Another factor was the weakness of opposition parties—the Left, BJP and the Congress—that allowed the TMC to have a free run. The TMC benefited from the split in anti-TMC votes and only in places where a strong opposition candidate managed to consolidate all anti-TMC votes did the TMC lose.

This happened in some pockets of Bengal. But overall, so weak were the opposition parties that they could not even manage to post election agents in many booths. And the Opposition parties could not position themselves as viable alternatives to the TMC.

This is especially true in the case of the BJP which not only released a lackluster manifesto very late in the day, but also had no concrete promises to offer to the electorate. Only harping on the Sharada scam and corruption within and misdeeds of the TMC cannot take a party very far. In contrast, the Left managed to position itself as a strong opposition and a viable alternative to the TMC in a few places, especially in Siliguri in north Bengal, and was rewarded by the electorate.

The BJP improving its 2010 performance across the state (though it failed miserably to live to the promise of 2014 Lok Sabha polls when it garnered over 25% of votes across Bengal) is a positive sign.
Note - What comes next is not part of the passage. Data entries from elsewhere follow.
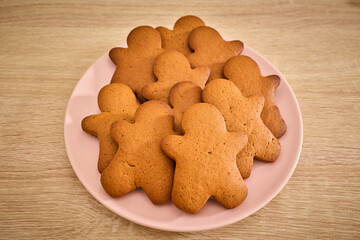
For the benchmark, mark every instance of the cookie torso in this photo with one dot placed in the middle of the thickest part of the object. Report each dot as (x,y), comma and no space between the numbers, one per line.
(170,68)
(245,73)
(134,65)
(183,95)
(177,38)
(205,160)
(211,50)
(243,114)
(116,102)
(139,161)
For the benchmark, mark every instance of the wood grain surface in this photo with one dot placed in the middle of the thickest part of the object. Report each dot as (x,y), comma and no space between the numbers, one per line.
(46,46)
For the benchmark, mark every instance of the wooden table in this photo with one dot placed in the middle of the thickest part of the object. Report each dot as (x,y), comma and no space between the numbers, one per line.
(46,46)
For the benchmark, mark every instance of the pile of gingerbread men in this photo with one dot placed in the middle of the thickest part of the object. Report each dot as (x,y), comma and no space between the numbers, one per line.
(206,112)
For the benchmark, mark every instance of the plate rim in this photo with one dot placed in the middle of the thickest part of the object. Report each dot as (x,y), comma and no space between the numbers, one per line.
(229,221)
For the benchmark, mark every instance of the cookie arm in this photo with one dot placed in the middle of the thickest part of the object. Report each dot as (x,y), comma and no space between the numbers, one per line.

The BJP won seven wards in the KMC (up from 3 in 2010) and was a close runner-up in 38 wards, though an extrapolation of last year’s Lok Sabha results reveal that the party had led in 26 wards in Kolkata.

The BJP also won 82 seats in 36 municipalities across the state, an improvement from the 16 wards it won in 2010. Though the party squandered its chances this time due to infighting, lack of leadership and the absence of a concrete electoral battle plan, it appears that party leaders have learnt a lesson and are now joining ranks and gearing up to take Mamata head on. A re-charged BJP can be expected to pose a tough challenge to Mamata in next year’s Assembly polls.

A fallout of the TMC’s sweep in the civic polls is that Mamata has lost a lot of her moral authority. Her party may have posted a spectacular victory, but people of the state have realised how that victory was achieved. The Sharada scam, misgovernance and lack of development had already robbed Mamata of quite a bit of her sheen. Being seen as presiding over an army of goons and criminals who hold the law to ransom and make a mockery of democracy has robbed her of a lot of her moral authority. Her image has suffered.

Large sections of the people are angry with her for rigging the civic polls so blatantly. They have realised that she is as guilty, if not more so, of flouting democratic norms and laws like the Marxists before her who ruled over Bengal for 34 years and ruined the state. They will surely punish her when they get the chance next year.

Also, the Assembly elections will be a different ballgame altogether. The BJP may not have given the civic polls their due importance, but would surely not treat the Assembly polls so casually. The party’s central leadership, which stayed away from the civic polls, is surely expected to play an active role in next year’s polls. According to party leaders, the BJP central leadership has already asked the state unit to buck up and start preparations for next year’s polls.

Given this, Mamata will face a tough challenge indeed from the BJP next year and, with the ECI keeping a close watch and central security forces on the ground, battle 2016 will be a tough one for Mamata to win. At least it won’t be a cakewalk for her like the recent civic polls.

Jayant Chowdhury is an avid observer of and commentator on politics and society in Bengal and eastern, including north-eastern, India.